Shellcode for x86/x86-64 and ARM platform.
Architecture calling conventions Every architecture has its own way of invoking and passing arguments to the kernel. The details for various architectures are listed in the two tables below.
The first table lists the instruction used to transition to kernel mode, (which might not be the fastest or best way to transition to the kernel, so you might have to refer to
the VDSO), the register used to indicate the system call number, and the register used to return the system call result.
arch/ABI instruction syscall # retval Notes
───────────────────────────────────────────────────────────────────────────────────
arm/OABI swi NR - a1 NR is syscall #
arm/EABI swi 0x0 r7 r0
blackfin excpt 0x0 P0 R0
i386 int $0x80 eax eax
ia64 break 0x100000 r15 r10/r8
parisc ble 0x100(%sr2, %r0) r20 r28
s390 svc 0 r1 r2 NR may be passed directly with
s390x svc 0 r1 r2 "svc NR" if NR is less than 256
sparc/32 t 0x10 g1 o0
sparc/64 t 0x6d g1 o0
x86_64 syscall rax rax
The second table shows the registers used to pass the system call arguments.

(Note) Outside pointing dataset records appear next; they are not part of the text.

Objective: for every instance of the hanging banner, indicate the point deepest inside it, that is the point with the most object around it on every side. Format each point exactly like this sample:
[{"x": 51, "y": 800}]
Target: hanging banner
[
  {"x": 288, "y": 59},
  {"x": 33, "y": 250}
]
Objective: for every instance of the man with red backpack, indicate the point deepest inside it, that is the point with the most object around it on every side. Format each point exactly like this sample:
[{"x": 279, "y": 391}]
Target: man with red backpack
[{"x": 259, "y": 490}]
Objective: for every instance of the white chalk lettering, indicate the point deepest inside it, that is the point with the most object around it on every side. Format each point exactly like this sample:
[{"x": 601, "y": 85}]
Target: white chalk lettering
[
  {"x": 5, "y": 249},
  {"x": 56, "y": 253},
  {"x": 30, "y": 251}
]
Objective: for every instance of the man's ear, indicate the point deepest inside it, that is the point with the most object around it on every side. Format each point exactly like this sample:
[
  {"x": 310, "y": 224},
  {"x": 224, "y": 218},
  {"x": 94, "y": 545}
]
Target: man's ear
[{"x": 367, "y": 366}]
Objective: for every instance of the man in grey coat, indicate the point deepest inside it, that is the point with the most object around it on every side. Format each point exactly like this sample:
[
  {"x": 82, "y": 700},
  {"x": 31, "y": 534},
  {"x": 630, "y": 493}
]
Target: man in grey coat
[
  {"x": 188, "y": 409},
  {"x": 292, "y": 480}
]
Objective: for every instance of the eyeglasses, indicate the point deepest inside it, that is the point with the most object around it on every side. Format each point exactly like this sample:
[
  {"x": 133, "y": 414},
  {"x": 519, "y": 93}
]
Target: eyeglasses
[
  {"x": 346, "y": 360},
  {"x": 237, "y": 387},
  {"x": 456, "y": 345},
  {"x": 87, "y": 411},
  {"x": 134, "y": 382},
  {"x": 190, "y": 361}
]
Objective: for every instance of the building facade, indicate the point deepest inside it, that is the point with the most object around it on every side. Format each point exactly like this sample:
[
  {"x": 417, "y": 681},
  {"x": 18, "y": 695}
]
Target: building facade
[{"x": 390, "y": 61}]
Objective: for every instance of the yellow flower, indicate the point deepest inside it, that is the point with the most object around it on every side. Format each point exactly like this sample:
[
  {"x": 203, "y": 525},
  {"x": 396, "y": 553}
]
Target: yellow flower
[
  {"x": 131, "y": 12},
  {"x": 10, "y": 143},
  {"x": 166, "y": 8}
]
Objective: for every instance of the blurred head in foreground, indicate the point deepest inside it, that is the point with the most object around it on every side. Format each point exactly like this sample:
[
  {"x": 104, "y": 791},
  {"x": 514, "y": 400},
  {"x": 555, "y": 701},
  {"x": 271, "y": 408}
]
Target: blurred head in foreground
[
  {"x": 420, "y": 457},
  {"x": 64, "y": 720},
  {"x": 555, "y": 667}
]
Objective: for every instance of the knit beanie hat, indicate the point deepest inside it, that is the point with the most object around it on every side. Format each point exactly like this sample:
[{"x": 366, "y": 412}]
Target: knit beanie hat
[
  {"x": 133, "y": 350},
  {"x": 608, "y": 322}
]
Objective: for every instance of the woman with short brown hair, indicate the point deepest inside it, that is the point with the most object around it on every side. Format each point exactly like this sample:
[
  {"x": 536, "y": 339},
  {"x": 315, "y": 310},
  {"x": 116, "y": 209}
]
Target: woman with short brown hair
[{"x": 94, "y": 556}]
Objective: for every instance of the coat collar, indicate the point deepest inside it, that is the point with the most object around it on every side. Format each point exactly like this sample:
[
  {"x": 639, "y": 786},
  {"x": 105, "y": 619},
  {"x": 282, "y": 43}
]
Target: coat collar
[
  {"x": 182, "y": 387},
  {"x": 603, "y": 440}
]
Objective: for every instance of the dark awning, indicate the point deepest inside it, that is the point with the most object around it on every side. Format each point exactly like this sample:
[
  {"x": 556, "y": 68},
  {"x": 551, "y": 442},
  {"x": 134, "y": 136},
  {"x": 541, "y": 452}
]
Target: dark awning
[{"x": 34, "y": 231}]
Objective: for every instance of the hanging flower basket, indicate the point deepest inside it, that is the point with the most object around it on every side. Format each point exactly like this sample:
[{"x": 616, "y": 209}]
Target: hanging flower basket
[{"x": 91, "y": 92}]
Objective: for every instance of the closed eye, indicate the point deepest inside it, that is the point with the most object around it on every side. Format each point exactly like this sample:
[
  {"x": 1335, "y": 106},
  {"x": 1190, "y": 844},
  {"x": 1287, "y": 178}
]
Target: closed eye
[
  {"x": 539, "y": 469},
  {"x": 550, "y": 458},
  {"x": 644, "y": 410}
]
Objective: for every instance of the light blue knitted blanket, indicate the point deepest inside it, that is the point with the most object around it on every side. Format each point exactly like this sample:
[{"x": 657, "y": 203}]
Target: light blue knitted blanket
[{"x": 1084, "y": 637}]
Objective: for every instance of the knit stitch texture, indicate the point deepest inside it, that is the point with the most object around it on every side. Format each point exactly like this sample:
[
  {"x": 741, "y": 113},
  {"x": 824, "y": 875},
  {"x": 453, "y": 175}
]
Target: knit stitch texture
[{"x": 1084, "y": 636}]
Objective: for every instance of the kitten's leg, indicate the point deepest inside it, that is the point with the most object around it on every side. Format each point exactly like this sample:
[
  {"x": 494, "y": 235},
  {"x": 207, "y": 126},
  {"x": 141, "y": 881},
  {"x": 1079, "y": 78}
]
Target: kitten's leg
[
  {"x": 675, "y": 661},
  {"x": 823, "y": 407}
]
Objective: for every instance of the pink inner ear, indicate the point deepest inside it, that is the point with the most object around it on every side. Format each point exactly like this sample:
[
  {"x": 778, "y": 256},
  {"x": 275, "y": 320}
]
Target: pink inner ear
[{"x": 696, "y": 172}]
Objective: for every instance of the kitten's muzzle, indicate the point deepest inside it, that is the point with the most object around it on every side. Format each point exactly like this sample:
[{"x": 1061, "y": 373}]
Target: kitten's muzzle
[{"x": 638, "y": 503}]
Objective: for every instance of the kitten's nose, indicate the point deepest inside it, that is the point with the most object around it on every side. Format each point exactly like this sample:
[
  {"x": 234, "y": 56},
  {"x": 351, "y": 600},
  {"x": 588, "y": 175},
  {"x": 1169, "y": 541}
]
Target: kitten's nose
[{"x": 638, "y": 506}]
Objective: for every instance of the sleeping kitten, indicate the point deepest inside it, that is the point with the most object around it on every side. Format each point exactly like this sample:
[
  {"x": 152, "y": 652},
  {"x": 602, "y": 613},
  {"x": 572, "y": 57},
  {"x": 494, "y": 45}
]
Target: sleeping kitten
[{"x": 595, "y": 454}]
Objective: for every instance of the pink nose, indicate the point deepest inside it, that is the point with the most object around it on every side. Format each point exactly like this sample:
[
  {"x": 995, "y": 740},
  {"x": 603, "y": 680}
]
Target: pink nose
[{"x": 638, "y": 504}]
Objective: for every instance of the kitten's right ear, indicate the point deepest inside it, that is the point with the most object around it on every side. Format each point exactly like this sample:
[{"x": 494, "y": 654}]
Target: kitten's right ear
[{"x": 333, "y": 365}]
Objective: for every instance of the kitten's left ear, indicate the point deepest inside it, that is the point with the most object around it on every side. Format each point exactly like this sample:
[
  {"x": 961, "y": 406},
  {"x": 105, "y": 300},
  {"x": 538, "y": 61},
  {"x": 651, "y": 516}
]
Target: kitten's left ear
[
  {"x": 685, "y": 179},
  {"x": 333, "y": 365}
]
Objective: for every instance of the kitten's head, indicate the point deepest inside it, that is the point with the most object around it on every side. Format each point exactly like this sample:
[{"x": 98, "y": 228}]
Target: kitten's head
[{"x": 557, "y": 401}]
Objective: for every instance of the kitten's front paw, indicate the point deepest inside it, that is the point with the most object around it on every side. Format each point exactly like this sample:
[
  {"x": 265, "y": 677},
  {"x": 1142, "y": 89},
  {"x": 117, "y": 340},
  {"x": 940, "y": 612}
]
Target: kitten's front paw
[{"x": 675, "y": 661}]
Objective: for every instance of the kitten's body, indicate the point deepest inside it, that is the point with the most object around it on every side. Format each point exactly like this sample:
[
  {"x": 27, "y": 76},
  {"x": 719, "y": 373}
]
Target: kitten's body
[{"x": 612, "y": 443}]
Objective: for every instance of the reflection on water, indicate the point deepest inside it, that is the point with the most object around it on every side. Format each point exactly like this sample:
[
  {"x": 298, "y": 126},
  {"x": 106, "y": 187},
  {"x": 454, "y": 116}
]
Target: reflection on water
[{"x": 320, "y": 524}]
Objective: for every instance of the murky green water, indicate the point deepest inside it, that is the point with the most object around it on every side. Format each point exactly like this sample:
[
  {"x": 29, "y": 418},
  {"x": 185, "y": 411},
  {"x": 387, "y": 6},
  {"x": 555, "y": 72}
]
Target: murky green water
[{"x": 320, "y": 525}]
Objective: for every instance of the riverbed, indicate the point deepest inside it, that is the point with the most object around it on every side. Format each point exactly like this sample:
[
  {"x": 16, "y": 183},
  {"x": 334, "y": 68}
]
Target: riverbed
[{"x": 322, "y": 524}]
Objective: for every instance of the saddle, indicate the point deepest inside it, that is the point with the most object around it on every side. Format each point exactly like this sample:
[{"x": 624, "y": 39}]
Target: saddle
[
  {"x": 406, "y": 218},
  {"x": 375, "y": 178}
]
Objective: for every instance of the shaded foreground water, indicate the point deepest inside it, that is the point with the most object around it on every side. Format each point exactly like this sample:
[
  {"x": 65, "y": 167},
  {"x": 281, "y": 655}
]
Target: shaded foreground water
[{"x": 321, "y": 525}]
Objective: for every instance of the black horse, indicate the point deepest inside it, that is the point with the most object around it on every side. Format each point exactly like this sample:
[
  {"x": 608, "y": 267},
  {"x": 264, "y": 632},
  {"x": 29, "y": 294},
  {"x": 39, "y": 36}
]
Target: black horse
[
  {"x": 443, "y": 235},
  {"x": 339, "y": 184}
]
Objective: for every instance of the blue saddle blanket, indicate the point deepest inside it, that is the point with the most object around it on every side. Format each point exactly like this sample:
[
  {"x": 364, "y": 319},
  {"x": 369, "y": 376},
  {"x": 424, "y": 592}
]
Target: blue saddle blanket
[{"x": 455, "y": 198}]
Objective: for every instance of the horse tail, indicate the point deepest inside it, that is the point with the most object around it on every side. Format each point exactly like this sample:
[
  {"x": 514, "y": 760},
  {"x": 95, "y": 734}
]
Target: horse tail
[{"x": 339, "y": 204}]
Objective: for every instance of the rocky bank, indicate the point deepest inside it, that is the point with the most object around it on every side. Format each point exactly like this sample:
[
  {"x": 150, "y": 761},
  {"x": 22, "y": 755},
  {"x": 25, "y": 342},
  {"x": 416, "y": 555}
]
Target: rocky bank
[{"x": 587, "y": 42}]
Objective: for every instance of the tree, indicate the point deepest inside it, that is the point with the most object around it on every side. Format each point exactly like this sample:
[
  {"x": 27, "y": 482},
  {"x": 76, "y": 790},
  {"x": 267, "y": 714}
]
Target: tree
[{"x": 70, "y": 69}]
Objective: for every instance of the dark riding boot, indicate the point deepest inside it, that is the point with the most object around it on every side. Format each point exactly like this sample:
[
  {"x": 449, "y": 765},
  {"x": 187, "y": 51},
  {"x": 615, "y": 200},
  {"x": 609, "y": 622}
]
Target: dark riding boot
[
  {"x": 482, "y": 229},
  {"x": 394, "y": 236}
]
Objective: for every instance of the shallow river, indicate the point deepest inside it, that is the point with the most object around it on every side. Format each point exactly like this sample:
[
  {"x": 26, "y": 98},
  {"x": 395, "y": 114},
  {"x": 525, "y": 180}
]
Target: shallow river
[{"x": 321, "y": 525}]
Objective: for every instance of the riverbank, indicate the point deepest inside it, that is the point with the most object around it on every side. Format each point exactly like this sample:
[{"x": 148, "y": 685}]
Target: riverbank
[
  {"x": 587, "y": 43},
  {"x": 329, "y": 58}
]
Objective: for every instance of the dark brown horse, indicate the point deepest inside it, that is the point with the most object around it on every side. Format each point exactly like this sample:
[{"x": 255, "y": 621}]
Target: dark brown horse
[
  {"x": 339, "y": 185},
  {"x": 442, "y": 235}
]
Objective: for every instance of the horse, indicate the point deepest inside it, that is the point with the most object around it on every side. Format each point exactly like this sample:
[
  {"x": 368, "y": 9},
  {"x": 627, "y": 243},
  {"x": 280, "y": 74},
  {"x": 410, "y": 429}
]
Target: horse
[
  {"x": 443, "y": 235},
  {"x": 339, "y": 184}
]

arch/ABI arg1 arg2 arg3 arg4 arg5 arg6 arg7
──────────────────────────────────────────────────────────
arm/OABI a1 a2 a3 a4 v1 v2 v3
arm/EABI r0 r1 r2 r3 r4 r5 r6
blackfin R0 R1 R2 R3 R4 R5 -
i386 ebx ecx edx esi edi ebp -
ia64 r11 r9 r10 r14 r15 r13 -
parisc r26 r25 r24 r23 r22 r21 -
s390 r2 r3 r4 r5 r6 r7 -
s390x r2 r3 r4 r5 r6 r7 -
sparc/32 o0 o1 o2 o3 o4 o5 -
sparc/64 o0 o1 o2 o3 o4 o5 -
x86_64 rdi rsi rdx r10 r8 r9 -
Note that these tables don't cover the entire calling convention—some architectures may indiscriminately clobber other registers not listed here.